Quiz Answer Key and Fun Facts
1. Protons and neutrons are tiny, but they're building blocks of the everyday world. If you wanted to find these particles, where would be the best place to look for them?
2. One of the easiest things to measure about a particle is its electric charge. Our two heroes -- protons and neutrons -- have two different charges. One has a positive charge, equal and opposite to the charge of an electron. Which one has an electric charge of zero?
3. Protons and neutrons aren't elementary particles: they're made up of other stuff. In fact, they're baryons, which means it's useful to think of them as containing three constituent quarks. In this picture, what types (or "flavors") of quarks go into protons and neutrons?
4. It's a basic tenet of electricity and magnetism that like charges repel, so if you want to bind a few identical quarks together -- or identical protons together -- you're going to need something powerful to do the job. Appropriately, this is where the strong force comes in. Which of these particles is the carrier of the strong force?
5. The three-constituent-quark picture of protons and neutrons is useful, but it's a bit oversimplified. The insides of such particles are extremely dynamic places: in fact, a "sea" of particles, constantly popping in and out of existence, surrounds our three constituent quarks. Of what does this sea consist?
6. When a particle is held together by the strong force, as protons and neutrons are, it has to follow certain rules. In particular, its components' strong-force "charges" have to cancel each other out. In the language of particle physics, how is this requirement described?
7. In particle physics, "like" particles aren't just similar, they're identical. It's theoretically impossible to tell two protons, or two neutrons, apart.

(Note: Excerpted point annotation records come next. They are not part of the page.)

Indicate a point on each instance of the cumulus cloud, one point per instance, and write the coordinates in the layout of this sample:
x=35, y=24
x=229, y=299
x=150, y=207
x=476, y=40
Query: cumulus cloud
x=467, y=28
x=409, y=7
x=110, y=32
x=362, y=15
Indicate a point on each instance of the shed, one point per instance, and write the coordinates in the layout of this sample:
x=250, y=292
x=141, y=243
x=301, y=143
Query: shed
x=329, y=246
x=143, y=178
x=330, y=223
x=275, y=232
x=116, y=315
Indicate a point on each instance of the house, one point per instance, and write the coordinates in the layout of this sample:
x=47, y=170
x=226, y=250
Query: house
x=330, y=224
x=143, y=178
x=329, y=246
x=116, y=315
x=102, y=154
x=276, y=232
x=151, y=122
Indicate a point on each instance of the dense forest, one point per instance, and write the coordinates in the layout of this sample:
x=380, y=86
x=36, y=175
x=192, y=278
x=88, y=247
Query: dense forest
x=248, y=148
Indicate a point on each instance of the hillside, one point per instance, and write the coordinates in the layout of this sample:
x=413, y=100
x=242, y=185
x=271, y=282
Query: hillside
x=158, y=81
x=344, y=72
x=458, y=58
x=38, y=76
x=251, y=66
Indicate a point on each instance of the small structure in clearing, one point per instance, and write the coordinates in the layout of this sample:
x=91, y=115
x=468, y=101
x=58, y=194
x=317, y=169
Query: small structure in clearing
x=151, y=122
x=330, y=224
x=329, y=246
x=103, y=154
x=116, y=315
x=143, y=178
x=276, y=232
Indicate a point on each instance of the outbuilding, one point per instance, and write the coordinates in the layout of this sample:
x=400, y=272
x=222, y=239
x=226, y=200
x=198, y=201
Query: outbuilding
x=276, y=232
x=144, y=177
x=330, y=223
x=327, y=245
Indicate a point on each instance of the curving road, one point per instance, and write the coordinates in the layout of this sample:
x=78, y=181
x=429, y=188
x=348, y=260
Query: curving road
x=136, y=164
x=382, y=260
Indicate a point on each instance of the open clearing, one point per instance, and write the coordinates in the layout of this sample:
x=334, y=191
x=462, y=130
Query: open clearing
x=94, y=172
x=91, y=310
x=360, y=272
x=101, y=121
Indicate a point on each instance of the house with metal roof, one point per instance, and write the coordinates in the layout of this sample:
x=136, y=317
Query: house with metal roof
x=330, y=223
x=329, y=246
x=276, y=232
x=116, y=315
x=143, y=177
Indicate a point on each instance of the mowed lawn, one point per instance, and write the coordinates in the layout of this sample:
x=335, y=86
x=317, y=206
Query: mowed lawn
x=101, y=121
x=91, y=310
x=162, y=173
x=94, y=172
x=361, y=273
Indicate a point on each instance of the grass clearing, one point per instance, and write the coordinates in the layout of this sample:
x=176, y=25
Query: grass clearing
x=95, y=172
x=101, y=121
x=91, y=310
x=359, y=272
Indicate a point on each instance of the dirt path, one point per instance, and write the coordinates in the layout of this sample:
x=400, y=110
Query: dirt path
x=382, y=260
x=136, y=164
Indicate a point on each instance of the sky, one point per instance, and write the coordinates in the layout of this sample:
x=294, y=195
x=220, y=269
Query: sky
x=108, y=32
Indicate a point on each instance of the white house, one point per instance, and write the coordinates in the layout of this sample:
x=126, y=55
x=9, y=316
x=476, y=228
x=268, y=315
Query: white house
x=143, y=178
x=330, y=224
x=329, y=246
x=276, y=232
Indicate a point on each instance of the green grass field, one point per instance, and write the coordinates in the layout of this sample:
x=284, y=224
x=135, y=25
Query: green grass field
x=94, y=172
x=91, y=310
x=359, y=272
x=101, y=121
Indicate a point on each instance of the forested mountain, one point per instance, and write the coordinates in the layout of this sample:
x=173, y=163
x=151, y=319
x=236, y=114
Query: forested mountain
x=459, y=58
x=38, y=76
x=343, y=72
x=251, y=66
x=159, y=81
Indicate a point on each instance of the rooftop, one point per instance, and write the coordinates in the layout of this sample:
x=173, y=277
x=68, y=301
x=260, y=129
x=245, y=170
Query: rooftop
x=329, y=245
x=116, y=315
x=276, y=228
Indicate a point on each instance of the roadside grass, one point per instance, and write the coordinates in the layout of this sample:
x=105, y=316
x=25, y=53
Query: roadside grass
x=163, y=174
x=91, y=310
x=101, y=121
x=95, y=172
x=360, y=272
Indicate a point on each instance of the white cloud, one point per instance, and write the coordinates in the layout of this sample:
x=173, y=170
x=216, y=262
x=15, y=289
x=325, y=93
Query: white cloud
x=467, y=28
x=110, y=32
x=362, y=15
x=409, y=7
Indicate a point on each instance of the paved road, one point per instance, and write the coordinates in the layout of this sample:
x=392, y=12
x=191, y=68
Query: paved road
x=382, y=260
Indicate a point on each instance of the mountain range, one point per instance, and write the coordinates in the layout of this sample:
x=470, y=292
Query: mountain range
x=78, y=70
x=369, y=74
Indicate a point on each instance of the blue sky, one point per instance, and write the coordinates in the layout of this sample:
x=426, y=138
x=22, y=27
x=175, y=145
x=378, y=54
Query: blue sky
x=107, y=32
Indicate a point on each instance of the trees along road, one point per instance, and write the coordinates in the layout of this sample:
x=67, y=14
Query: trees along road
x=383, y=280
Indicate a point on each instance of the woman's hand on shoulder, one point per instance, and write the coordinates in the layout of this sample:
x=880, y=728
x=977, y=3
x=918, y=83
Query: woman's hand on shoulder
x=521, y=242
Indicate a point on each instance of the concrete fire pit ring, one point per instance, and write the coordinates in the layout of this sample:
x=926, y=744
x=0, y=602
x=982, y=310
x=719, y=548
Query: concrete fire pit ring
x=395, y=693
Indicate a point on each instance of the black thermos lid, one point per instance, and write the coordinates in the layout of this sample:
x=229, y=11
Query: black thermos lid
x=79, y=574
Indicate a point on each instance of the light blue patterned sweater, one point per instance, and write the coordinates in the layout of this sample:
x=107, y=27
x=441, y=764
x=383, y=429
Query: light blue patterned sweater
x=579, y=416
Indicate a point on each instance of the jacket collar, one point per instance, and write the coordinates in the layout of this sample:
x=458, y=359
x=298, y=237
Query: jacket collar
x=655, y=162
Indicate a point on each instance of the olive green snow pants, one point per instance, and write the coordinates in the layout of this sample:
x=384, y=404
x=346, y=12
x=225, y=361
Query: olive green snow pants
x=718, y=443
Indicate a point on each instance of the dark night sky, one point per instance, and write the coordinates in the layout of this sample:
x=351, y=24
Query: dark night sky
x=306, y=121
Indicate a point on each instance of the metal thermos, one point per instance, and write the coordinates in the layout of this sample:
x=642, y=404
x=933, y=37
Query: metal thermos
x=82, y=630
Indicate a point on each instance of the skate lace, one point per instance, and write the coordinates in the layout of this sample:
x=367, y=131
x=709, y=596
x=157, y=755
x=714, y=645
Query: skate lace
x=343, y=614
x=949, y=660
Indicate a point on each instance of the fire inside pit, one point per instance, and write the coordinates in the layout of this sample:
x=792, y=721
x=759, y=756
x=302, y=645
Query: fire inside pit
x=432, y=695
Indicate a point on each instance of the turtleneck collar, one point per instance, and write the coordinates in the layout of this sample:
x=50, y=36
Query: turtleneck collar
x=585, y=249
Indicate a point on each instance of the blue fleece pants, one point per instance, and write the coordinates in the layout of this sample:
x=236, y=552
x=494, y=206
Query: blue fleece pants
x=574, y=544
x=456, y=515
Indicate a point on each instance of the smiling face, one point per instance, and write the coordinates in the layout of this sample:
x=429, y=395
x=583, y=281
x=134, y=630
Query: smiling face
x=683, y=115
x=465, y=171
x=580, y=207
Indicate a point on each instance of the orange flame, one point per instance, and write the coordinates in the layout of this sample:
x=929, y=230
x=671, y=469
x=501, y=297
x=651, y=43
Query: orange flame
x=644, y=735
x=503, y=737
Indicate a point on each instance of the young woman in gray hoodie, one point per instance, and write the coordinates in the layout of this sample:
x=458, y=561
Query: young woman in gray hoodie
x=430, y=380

So we know that protons and neutrons must have well-defined masses that are the same every time, despite all their complicated internal dynamics. Which one is lighter?
8. One of the fundamental properties of a particle is its spin, an intrinsic angular momentum that -- among other things -- dictates the way that identical particles behave in a quantum-mechanical system. What are the spins of the proton and neutron?
9. Protons and neutrons have very similar masses, and the strong force treats them almost exactly the same. To explain this, physicists postulated a new type of symmetry, borrowing some mathematical machinery from the concept of intrinsic angular momentum. What is the name given to this likeness between proton and neutron?
10. Protons don't need neutrons to be happy with their lot in life; they can exist as free protons for pretty much forever. (A free proton is often called a hydrogen ion -- the nucleus of a hydrogen atom, without an electron bound to it.) Neutrons are much more insecure. A free neutron exists for an average of only fifteen minutes before decaying into something else. Through what force do free neutrons decay?